Разве такое произведение, как «Хамелеон», не достойно встать в один ряд с созданиями щедринского гения? Изумительно общественное чутье молодого Чехова, попадавшего стрелами своей сатиры в главные мишени эпохи. Наряду с фигурой Пришибеева фигура «Хамелеона» была исключительно характерной для эпохи расцвета ренегатства, приспособления к гнусной действительности, переметываний, «тушинских перелетов» неустойчивых душ. «Хамелеон» — такой же монументальный сатирический памятник эпохи, как и «Унтер Пришибеев».

Антон Павлович Чехов i_008.jpg

А. П. Чехов — студент (1881)

1883–1885 годы были годами шедевров чеховской сатиры: «Дочь Альбиона», «Толстый и тонкий», «В ландо», «Экзамен на чин», «Говорить или молчать?», «Маска», «Свистуны», «Смерть чиновника», «В бане».

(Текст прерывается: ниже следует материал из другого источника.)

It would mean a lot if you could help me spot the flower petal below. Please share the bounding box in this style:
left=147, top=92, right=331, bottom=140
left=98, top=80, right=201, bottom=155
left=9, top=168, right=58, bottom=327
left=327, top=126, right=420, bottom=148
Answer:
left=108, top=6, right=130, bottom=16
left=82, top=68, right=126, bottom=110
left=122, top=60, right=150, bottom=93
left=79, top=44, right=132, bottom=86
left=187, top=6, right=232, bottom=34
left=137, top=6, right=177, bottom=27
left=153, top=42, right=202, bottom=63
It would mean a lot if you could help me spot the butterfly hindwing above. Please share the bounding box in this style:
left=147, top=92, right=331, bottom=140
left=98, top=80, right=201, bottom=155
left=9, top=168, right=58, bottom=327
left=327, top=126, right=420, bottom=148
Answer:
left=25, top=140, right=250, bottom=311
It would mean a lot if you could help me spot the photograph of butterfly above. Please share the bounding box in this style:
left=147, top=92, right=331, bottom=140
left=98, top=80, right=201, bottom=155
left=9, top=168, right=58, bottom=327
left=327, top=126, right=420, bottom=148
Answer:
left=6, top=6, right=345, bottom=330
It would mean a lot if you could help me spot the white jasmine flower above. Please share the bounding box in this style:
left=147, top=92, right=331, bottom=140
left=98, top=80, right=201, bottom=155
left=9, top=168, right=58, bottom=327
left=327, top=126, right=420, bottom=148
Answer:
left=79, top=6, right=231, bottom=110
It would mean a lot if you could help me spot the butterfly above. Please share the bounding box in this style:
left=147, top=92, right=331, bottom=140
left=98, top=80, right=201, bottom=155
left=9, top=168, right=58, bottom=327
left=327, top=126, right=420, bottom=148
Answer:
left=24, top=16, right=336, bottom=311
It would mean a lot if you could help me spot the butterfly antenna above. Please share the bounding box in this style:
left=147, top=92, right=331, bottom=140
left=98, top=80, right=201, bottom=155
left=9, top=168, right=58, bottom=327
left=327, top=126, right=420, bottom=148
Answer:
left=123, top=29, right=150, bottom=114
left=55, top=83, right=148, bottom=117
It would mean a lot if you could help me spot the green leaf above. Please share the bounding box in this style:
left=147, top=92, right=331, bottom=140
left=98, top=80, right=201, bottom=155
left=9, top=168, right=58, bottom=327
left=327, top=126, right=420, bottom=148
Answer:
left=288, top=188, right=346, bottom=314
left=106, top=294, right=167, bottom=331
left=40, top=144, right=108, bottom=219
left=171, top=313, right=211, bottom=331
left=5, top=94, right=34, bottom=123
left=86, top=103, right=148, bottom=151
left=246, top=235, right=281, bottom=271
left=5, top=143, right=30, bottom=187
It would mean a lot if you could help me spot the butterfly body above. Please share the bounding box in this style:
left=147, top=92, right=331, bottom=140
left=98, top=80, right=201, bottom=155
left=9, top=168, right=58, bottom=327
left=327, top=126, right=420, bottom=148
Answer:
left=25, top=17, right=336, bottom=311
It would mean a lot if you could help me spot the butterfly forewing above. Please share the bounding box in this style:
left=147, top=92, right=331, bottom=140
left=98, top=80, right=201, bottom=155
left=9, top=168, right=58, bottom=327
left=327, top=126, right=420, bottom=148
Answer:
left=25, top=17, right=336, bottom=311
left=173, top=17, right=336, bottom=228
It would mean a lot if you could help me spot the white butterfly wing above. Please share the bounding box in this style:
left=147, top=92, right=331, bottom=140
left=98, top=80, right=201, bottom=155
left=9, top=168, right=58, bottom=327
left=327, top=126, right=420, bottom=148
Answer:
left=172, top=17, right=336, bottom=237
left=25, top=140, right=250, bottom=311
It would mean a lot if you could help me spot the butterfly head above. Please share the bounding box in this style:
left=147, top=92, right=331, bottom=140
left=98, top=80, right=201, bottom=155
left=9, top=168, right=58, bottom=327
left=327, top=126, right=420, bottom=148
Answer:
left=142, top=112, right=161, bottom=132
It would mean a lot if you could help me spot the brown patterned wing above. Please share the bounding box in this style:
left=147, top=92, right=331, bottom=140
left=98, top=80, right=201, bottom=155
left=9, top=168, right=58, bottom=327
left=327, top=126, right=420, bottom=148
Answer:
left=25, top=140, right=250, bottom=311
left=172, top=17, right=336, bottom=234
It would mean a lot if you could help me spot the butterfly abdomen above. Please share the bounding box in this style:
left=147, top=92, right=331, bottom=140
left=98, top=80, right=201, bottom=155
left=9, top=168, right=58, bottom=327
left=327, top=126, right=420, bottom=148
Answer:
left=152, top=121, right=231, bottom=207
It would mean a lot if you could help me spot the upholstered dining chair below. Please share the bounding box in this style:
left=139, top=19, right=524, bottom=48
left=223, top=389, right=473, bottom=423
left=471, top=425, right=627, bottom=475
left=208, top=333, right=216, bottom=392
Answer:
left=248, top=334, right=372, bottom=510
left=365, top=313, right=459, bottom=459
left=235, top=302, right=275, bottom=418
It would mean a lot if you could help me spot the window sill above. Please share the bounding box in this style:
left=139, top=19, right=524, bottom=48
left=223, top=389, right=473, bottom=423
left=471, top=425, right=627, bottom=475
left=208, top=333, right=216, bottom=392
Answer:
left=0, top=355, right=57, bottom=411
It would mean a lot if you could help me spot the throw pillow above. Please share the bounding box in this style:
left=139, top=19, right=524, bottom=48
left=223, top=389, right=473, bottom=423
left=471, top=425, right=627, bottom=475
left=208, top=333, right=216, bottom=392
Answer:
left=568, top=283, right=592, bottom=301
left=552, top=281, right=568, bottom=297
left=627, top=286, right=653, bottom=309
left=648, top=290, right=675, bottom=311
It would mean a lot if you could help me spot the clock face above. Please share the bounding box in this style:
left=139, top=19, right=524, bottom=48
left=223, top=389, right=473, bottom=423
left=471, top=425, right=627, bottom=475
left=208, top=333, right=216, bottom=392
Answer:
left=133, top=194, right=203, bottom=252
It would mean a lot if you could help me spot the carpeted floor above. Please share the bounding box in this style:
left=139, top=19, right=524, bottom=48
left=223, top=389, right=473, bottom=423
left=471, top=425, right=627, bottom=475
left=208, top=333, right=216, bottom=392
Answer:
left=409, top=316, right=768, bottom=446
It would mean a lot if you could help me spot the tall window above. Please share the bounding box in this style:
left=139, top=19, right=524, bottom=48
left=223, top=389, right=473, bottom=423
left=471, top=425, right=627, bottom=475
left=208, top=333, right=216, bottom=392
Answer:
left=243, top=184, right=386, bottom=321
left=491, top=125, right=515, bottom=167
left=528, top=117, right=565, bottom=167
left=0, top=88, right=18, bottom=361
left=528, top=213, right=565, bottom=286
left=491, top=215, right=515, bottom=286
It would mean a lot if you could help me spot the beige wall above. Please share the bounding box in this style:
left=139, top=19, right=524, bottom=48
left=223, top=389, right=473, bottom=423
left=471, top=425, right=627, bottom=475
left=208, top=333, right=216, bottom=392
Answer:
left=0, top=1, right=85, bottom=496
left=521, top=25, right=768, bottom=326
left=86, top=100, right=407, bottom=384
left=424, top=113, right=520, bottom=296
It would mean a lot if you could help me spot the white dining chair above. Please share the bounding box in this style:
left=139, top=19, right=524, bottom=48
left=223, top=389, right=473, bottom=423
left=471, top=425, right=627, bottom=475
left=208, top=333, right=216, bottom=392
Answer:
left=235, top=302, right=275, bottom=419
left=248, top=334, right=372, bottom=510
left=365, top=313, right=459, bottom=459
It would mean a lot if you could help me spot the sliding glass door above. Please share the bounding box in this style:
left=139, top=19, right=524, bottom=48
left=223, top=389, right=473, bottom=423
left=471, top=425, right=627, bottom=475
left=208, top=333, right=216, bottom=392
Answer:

Изучая рассказы Антоши Чехонте, поражаешься ранней зрелости художника. В три-четыре года Чехов превратился в сложившегося замечательного мастера. Только зрелый, мудрый художник мог создать «Злоумышленника» или «Дочь Альбиона». Ранняя художественная зрелость Чехова может сравниваться лишь с ранней художественной зрелостью Пушкина, Лермонтова.

Эта зрелость далась Чехову ценою упорного труда. Современники свидетельствуют, что уже в «осколочный» период Чехов отказался от «беззаботности», которая характеризовала начало его писательства.